For a lumbar puncture in an infant, what position is best to expose the spine?
- Prone
- Side-lying curled up (fetal position)
- Supine with legs flexed
- High Fowler's with knees bent
Explanation: Answer reason: For lumbar puncture, flexing the infant in a side-lying fetal position widens the intervertebral spaces and exposes the lumbar area. Other positions do not open the spine adequately.
Which factor could potentially interfere with the accuracy of a TSH test in a patient with thyroid disease?
- Fasting before the test
- Use of anticoagulants
- Recent thyroid surgery
- Taking Vitamin D
Explanation: Answer reason: Certain anticoagulants (e.g., heparin) can interfere with immunoassays for thyroid tests and alter results, potentially affecting TSH accuracy. Fasting is not required for TSH, recent thyroid surgery does not interfere with the assay itself, and vitamin D has no known effect on TSH assay accuracy.
A patient presents with frequent atrial premature complexes; which laboratory test should the physician anticipate ordering?
- Complete Blood Count (CBC)
- Urinalysis
- Electrolyte panel
Explanation: Answer reason: PACs are often precipitated by electrolyte disturbances (e.g., K+, Mg2+). An electrolyte panel is the most relevant lab; CBC or urinalysis would not evaluate this cause.
In hypothyroid patients well controlled on thyroid hormone replacement, how often should thyroid function tests be performed during pregnancy?
- One day
- Every 1-2 weeks
- Every 1-2 months
- Once trimester
- They do not need to be checked
Explanation: Answer reason: During pregnancy, TSH/thyroid function should be monitored about every 4–6 weeks (especially early), which corresponds to every 1–2 months; more frequent than once per trimester.
Which test should the nurse describe that will evaluate the woman's organs of reproduction to determine the cause of infertility?
- Cystogram
- Culdoscopy
- Biopsy
- Hysterosalpingogram
Explanation: Answer reason: A hysterosalpingogram is an X-ray with contrast that outlines the uterine cavity and fallopian tube patency, used to evaluate causes of female infertility. A cystogram assesses the bladder, culdoscopy visualizes the pelvic cavity but not tubal patency, and biopsy samples tissue rather than evaluating reproductive tract patency.
Which type of cell in the spinal fluid suggests that a client with meningitis has become infected with viral meningitis?
- Platelets
- Neutrophils
- Red blood cells
- Lymphocytes
Explanation: Answer reason: Viral meningitis typically produces a lymphocytic pleocytosis in cerebrospinal fluid, whereas bacterial meningitis shows neutrophil predominance. Platelets and red blood cells are not indicators of viral meningitis.
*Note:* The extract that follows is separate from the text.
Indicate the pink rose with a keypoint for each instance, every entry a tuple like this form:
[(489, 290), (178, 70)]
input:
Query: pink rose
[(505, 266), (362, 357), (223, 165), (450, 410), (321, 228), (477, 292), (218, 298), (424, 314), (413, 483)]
A 26-year-old pregnant woman at 34 weeks’ gestation with a blood pressure of 142/94 mmHg presents to the clinic; what test should be checked next?
- Type and screen
- Complete blood count
- Liver function tests
- Urine dip
- Uric acid
Explanation: Answer reason: Hypertension at 34 weeks raises concern for preeclampsia; the immediate next test is a urine dip to screen for proteinuria. Other labs (CBC, LFTs, uric acid) are secondary evaluations.
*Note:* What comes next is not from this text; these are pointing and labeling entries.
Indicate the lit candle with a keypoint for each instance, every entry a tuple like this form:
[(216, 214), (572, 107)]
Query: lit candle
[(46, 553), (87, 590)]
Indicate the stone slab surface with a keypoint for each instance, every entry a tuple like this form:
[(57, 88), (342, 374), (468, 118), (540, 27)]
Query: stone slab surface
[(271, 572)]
A college student comes to the college health services with complaints of a severe headache, nausea, and photophobia. The physician orders a complete blood count (CBC) and a lumbar puncture (LP). Which of the following lab results would the nurse expect if a diagnosis of bacterial meningitis were made?
- Cerebrospinal fluid (CSF) cloudy, Hgb 13 g/dL, Hct 38%, WBC 18,000/mm3.
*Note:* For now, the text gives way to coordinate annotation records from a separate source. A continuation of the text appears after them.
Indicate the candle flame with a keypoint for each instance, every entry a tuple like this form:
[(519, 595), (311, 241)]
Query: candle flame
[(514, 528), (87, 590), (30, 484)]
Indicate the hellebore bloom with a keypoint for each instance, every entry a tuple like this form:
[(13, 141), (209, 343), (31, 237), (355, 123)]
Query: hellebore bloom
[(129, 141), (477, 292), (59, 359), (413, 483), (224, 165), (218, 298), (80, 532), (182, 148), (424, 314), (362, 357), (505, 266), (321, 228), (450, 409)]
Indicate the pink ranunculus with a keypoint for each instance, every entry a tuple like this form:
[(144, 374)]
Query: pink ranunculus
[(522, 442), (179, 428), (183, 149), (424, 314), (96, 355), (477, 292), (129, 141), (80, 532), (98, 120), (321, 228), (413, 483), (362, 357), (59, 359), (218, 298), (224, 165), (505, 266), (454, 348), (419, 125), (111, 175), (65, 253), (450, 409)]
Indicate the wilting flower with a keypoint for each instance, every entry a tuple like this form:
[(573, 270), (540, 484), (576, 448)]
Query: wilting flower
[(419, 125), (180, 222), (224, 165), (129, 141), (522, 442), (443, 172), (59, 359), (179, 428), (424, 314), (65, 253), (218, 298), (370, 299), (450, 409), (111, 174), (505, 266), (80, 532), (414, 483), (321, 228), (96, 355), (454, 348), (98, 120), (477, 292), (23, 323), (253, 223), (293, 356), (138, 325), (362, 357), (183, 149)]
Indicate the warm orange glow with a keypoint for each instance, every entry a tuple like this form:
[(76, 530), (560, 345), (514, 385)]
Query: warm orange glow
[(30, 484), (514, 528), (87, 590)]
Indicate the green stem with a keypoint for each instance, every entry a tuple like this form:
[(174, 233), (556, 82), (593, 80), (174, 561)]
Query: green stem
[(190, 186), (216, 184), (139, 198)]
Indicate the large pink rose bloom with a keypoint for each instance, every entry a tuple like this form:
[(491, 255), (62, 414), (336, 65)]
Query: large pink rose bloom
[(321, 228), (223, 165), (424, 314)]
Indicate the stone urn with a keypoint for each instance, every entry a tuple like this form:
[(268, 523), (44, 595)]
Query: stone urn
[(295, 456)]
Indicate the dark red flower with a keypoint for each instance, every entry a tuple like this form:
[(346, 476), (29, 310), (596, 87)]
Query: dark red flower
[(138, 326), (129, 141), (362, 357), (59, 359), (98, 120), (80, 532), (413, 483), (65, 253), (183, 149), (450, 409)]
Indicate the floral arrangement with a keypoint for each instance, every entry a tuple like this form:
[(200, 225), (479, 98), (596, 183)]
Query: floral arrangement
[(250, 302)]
- CSF with RBCs present, Hgb 10 g/dL, Hct 37%, WBC 8,000/mm3.
- CSF cloudy, Hgb 12 g/dL, Hct 37%, WBC 7,000/mm3.
- CSF clear, Hgb 15 g/dL, Hct 40%, WBC 11,000/mm3.
Explanation: Answer reason: Bacterial meningitis typically shows cloudy CSF due to high neutrophils and a systemic leukocytosis. Option 1 matches these expected findings; other options show clear CSF, normal WBC, or RBCs from a traumatic tap.